Table 1.
Structural relationships between λ-exonuclease and type II restriction enzymes
| PvuII (15, 16) | EcoRV (17) | EcoRI (18) | BamHI (19) | Cfr10I (20) | |
|---|---|---|---|---|---|
| Structurally equivalent residues | 78 | 90 | 51 | 63 | 74 |
| Deviation between Cα atoms, Å | 2.7 | 4.5 | 3.5 | 4.1 | 3.0 |
| Chemically identical residues | 12 | 10 | 2 | 8 | 6 |
| Corresponding active-site residues | |||||
| λ-exonuclease: Glu-85 | Glu-55 | Glu-45 | Asp-59 | Glu-77 | Glu-71 |
| λ-exonuclease: Asp-119 | Asp-58 | Asp-74 | Asp-91 | Asp-94 | Asp-134 |
| λ-exonuclease: Glu-129 | Glu-68 | Asp-90 | Clu-111 | Glu-111 | Glu-204 |
| λ-exonuclease: Lys-131 | Lys-70 | Lys-92 | Lys-113 | Glu-11 | Lys-190 |
| Structurally equivalent residues | |||||
| λ-exonuclease: αE | 83–98, 33–48 | 74–97, 34–57 | 79–97, 33–51 | 80–97, 56–73 | 74–96, 60–82 |
| λ-exonuclease: βa | 99–103, 49–53 | 98–106, 61–69 | 98–109, 53–64 | 100–103, 74–77 | 98–103, 89–94 |
| λ-exonuclease: βc | — | — | 111–117, 83–89 | — | 113–118, 128–133 |
| λ-exonuclease: βd | 121–124, 58–61 | 116–124, 71–79 | 119–124, 94–99 | 117–124, 92–99 | 119–123, 134–138 |
| λ-exonuclease: βe | 125–135, 66–76 | 125–132, 86–93 | 125–131, 104–110 | 125–133, 107–115 | 124–133, 183–192 |
| λ-exonuclease: loop | — | 134–137, 94–97 | — | — | — |
| λ-exonuclease: αG | — | — | — | 149–165, 118–134 | 148–166, 195–213 |
| λ-exonuclease: loop | 163–166, 91–94 | 165–168, 125–128 | — | 166–169, 135–138 | — |
| λ-exonuclease: βf | 167–177, 96–106 | 169–176, 130–137 | — | 170–174, 139–143 | 168–175, 227–234 |
| λ-exonuclease: βg | 183–191, 109–117 | 183–189, 167–173 | — | — | — |
| λ-exonuclease: αH | 192–207, 120–135 | 192–202, 209–219 | — | — | — |
| λ-exonuclease: αH | — | 205–210, 220–225 | — | — | — |
Each of the proteins listed was compared with λ-exonuclease using the Dali database server (22).
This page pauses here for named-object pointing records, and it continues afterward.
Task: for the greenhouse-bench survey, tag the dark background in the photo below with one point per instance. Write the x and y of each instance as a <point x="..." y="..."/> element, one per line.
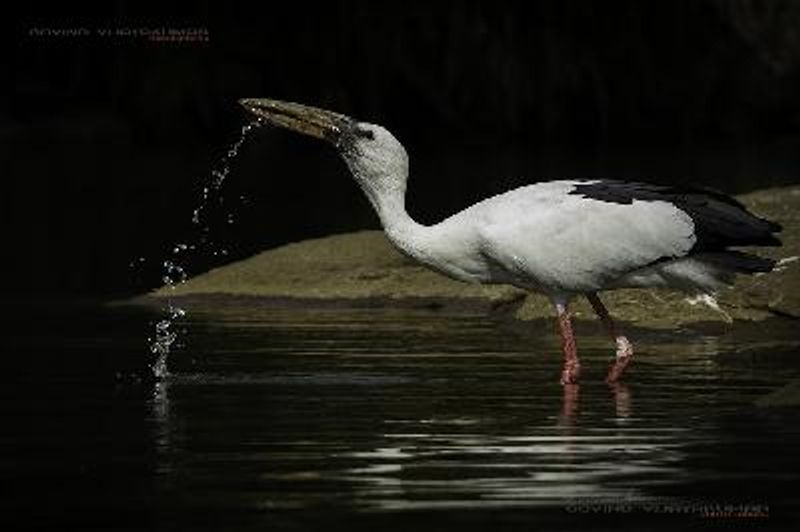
<point x="107" y="141"/>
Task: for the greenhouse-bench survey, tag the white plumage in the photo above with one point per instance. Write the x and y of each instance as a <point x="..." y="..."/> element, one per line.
<point x="561" y="238"/>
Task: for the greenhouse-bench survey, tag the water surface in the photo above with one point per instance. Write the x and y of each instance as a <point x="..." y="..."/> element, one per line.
<point x="343" y="419"/>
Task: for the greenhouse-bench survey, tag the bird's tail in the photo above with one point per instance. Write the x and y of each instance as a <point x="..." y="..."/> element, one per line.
<point x="738" y="261"/>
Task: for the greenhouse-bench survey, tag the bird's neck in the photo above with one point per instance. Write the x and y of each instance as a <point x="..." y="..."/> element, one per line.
<point x="389" y="202"/>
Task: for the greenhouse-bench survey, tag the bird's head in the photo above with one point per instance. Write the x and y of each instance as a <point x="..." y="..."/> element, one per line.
<point x="377" y="160"/>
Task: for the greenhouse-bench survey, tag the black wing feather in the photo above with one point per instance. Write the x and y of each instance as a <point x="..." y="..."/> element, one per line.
<point x="719" y="220"/>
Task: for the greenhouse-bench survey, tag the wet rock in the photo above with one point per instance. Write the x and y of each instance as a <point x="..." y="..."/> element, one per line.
<point x="363" y="266"/>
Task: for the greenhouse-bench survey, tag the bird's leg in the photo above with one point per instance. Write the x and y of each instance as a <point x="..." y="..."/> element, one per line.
<point x="624" y="347"/>
<point x="572" y="366"/>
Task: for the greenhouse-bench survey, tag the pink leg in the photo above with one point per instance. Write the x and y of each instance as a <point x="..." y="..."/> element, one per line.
<point x="624" y="347"/>
<point x="572" y="367"/>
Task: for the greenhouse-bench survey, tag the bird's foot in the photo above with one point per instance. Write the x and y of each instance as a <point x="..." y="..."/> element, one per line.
<point x="624" y="357"/>
<point x="571" y="372"/>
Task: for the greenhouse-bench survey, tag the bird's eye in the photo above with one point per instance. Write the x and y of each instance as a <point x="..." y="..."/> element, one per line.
<point x="365" y="134"/>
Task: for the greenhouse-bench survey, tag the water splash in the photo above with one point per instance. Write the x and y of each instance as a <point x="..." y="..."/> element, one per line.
<point x="174" y="269"/>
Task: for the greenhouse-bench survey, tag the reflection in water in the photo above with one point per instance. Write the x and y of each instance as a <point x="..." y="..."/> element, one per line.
<point x="401" y="410"/>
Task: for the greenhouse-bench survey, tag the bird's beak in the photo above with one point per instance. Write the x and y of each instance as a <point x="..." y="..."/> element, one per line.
<point x="307" y="120"/>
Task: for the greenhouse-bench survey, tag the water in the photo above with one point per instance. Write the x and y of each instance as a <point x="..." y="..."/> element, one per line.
<point x="209" y="210"/>
<point x="386" y="419"/>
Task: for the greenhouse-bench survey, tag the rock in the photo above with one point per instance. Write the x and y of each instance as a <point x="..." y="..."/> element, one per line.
<point x="353" y="267"/>
<point x="363" y="267"/>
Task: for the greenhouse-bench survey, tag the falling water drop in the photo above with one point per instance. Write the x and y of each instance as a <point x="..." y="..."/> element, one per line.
<point x="174" y="273"/>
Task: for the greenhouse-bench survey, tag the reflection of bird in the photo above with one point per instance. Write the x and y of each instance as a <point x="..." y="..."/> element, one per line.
<point x="561" y="238"/>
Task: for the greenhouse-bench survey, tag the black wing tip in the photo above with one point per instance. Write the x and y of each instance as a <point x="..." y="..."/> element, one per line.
<point x="740" y="262"/>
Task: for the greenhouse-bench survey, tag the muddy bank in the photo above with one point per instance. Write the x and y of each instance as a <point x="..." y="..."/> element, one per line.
<point x="362" y="268"/>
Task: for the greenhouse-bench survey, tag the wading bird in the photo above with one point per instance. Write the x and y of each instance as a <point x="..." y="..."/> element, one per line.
<point x="560" y="238"/>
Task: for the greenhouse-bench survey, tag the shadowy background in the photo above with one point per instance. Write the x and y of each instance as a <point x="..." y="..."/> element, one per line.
<point x="106" y="139"/>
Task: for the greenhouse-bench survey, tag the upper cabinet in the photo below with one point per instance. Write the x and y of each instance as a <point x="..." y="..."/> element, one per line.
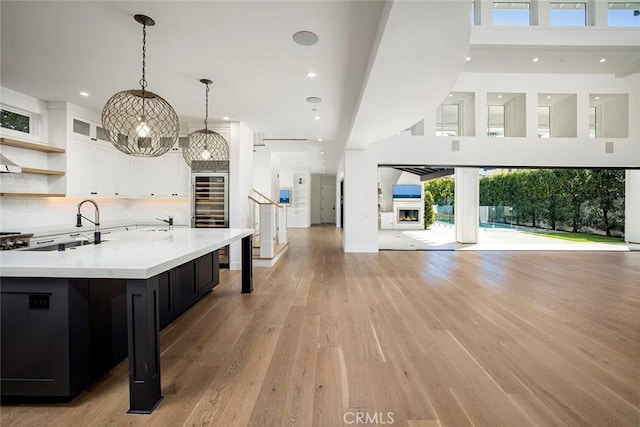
<point x="97" y="168"/>
<point x="81" y="161"/>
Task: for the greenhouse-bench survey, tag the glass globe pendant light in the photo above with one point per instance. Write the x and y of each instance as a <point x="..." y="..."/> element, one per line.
<point x="139" y="122"/>
<point x="205" y="144"/>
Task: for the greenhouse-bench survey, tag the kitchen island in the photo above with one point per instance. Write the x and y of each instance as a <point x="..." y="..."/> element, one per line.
<point x="161" y="273"/>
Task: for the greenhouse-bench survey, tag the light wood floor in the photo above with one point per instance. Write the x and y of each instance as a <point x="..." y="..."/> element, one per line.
<point x="402" y="338"/>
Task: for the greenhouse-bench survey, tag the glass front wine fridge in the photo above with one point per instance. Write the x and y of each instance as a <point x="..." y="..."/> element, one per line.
<point x="210" y="204"/>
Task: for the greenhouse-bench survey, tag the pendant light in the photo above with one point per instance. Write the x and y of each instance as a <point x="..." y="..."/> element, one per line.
<point x="205" y="144"/>
<point x="139" y="122"/>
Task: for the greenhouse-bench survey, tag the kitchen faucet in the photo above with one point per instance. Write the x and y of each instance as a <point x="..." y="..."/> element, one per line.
<point x="168" y="221"/>
<point x="95" y="222"/>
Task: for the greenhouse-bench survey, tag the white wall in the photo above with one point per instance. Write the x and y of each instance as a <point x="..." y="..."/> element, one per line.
<point x="262" y="172"/>
<point x="22" y="103"/>
<point x="386" y="178"/>
<point x="615" y="117"/>
<point x="564" y="118"/>
<point x="469" y="115"/>
<point x="515" y="112"/>
<point x="314" y="200"/>
<point x="37" y="214"/>
<point x="467" y="198"/>
<point x="360" y="201"/>
<point x="360" y="178"/>
<point x="240" y="185"/>
<point x="632" y="207"/>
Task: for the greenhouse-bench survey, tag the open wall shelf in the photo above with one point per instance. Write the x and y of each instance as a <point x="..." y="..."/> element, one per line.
<point x="30" y="145"/>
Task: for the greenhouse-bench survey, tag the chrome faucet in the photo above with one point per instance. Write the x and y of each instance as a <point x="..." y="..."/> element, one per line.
<point x="168" y="221"/>
<point x="95" y="222"/>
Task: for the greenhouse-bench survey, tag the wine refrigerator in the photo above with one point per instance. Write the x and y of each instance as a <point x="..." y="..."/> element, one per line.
<point x="210" y="204"/>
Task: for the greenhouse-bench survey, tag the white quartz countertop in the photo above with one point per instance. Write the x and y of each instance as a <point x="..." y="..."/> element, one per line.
<point x="134" y="254"/>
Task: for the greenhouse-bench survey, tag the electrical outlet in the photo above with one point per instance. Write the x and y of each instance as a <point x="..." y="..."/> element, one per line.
<point x="39" y="301"/>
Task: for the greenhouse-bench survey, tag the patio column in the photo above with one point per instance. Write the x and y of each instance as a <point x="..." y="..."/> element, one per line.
<point x="467" y="198"/>
<point x="632" y="206"/>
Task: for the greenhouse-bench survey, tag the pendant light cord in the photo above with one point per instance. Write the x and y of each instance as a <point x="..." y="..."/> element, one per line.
<point x="143" y="81"/>
<point x="206" y="108"/>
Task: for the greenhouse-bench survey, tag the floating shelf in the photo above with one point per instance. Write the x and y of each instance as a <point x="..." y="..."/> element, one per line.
<point x="30" y="146"/>
<point x="31" y="195"/>
<point x="42" y="171"/>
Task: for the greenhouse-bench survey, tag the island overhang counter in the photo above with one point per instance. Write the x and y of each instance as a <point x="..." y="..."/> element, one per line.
<point x="138" y="258"/>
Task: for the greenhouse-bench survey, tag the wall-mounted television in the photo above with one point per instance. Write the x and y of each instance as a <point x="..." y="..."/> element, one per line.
<point x="285" y="196"/>
<point x="406" y="191"/>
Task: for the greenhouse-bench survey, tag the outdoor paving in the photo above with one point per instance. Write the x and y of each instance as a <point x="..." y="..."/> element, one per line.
<point x="442" y="237"/>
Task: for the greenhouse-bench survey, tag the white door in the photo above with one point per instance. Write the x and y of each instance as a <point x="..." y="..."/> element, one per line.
<point x="328" y="204"/>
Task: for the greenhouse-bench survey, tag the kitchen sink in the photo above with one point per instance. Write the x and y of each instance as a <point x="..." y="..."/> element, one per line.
<point x="63" y="246"/>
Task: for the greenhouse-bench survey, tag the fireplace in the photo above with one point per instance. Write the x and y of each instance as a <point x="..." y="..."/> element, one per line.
<point x="408" y="216"/>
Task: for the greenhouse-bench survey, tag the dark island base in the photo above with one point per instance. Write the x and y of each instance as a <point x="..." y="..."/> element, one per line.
<point x="60" y="335"/>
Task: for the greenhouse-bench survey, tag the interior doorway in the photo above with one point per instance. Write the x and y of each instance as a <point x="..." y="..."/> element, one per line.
<point x="327" y="204"/>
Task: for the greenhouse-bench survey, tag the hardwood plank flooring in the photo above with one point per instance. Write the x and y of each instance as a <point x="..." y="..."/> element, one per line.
<point x="396" y="338"/>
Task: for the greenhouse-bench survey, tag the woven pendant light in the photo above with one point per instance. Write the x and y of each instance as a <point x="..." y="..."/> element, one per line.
<point x="139" y="122"/>
<point x="205" y="144"/>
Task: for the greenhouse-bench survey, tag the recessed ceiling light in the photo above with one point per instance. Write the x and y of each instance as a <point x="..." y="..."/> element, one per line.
<point x="305" y="38"/>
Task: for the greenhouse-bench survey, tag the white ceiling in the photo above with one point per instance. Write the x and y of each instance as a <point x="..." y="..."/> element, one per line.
<point x="381" y="66"/>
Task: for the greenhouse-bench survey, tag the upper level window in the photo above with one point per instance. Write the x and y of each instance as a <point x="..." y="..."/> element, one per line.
<point x="593" y="122"/>
<point x="544" y="121"/>
<point x="496" y="120"/>
<point x="511" y="13"/>
<point x="15" y="121"/>
<point x="568" y="14"/>
<point x="447" y="120"/>
<point x="623" y="14"/>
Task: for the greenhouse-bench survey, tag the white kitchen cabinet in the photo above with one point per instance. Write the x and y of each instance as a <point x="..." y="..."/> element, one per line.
<point x="164" y="176"/>
<point x="95" y="170"/>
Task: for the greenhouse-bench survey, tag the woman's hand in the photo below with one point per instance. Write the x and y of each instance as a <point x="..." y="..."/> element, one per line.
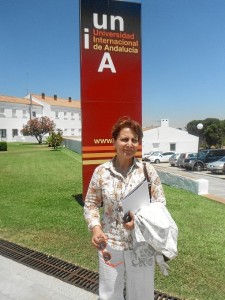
<point x="98" y="236"/>
<point x="129" y="225"/>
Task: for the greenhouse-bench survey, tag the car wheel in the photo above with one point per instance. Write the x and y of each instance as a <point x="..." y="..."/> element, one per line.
<point x="198" y="167"/>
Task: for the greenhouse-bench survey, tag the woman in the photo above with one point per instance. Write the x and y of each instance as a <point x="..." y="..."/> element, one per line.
<point x="119" y="260"/>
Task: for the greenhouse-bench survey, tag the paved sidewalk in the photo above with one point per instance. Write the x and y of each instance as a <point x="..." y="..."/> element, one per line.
<point x="19" y="282"/>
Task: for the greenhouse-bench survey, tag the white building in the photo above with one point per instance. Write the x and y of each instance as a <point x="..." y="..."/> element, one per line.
<point x="15" y="112"/>
<point x="165" y="138"/>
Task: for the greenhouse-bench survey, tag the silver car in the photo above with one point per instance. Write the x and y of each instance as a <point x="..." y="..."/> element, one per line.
<point x="173" y="159"/>
<point x="216" y="166"/>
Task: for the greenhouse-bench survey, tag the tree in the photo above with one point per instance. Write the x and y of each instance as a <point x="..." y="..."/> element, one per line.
<point x="38" y="127"/>
<point x="212" y="133"/>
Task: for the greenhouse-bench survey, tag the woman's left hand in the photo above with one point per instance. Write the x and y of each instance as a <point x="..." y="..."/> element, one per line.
<point x="130" y="225"/>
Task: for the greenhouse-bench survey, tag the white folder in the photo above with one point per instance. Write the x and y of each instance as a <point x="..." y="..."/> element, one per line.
<point x="137" y="198"/>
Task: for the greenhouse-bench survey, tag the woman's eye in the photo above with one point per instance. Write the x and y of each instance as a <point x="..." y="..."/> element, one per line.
<point x="135" y="141"/>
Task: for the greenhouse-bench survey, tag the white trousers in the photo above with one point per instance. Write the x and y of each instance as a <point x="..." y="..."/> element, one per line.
<point x="139" y="276"/>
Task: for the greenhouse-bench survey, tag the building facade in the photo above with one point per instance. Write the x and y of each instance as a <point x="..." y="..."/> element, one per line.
<point x="165" y="138"/>
<point x="16" y="112"/>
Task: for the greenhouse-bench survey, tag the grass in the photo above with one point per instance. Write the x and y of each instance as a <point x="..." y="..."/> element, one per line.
<point x="39" y="211"/>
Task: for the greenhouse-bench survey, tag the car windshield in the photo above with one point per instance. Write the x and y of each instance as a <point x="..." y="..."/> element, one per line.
<point x="202" y="154"/>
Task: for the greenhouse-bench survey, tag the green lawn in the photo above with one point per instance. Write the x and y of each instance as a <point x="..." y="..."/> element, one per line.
<point x="39" y="210"/>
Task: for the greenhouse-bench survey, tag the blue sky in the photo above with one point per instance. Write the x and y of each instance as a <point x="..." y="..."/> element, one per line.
<point x="183" y="55"/>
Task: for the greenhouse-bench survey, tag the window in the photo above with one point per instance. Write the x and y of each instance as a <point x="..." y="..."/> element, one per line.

The table gives the number of equivalent residues, the rms deviation, and the number of structurally equivalent residues that are chemically identical in the pairwise comparison of λ-exonuclease with each enzyme. The segments of structure that correspond are identified, with the residues from λ-exonuclease given first, followed by the structurally equivalent residues in the restriction enzyme. In addition to the overall regions of similarity, the server identified residues 154–157 in λ-exonuclease and residues 80–83 in PvuII and residues 153–156 in λ-exonuclease and residues 106–109 in EcoRV as equivalent. However, by visual inspection, it was clear that these short segments are not part of the overall correspondence, and they therefore were deleted from the analysis. Similar short segments were identified by Dali in the pairwise comparison of λ-exonuclease with EcoRI, BamHI, and Cfr10I and also were omitted.